“Ci penso io, tu non hai esperienza”
“Non sei capace, fai fare a me”
“Cosa vuoi capire tu, lascia fare a me”
“Si ma devi spingere con un pò di forza… Cosa credi di fare così?”
“Non spingi bene. Dobbiamo fare il Cesareo”
“Hai fatto l’epidurale? E’ troppo comodo così!”
“Adesso facciamo un taglietto, così nasce in fretta questo bimbo!”
“Il tuo seno è piccolo, non hai latte”
“Il bambino piange, lo fai soffrire… Dai l’artificiale!”
“Riprendi a lavorare presto? Povero tuo figlio…”
“Non lo allatti? Essi che lo fanno tutte…”
“Il tuo latte è acqua!”
“Lo allatti ancora? Non vedi che ti diventa viziato?”
Le parole sono armi. Utilizzate in modo indebito possono “uccidere” la fiducia di una madre nelle proprie capacità.
Prima di sputare sentenze facciamo un passo indietro e consideriamo il quadro generale.

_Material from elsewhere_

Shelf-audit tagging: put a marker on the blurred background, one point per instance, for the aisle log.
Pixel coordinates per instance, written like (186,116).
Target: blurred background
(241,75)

Consideriamo l’amore che quella donna prova nei confronti del suo piccolo.
Guardiamo le sue occhiaie, la sua preoccupazione, la sua fragilità e la sua potenza.
E poi parliamo… Sicuramente diremo qualcosa di più sensato.
Questo ragionamento è per le amiche, per le sorelle, per le madri e le suocere.
Mi spiace dirlo, ma questo ragionamento è rivolto soprattutto agli operatori sanitari, ostetriche in prima fila, che troppo spesso non curano la loro comunicazione.
In ogni donna c’è una bambina che ha bisogno di ascolto e comprensione, non maltrattiamola, non facciamola sentire sola e sbagliata.
Basta Poco.
Lo dico con tutto il cuore: fa male sentire raccontare queste storie di violenza verbale.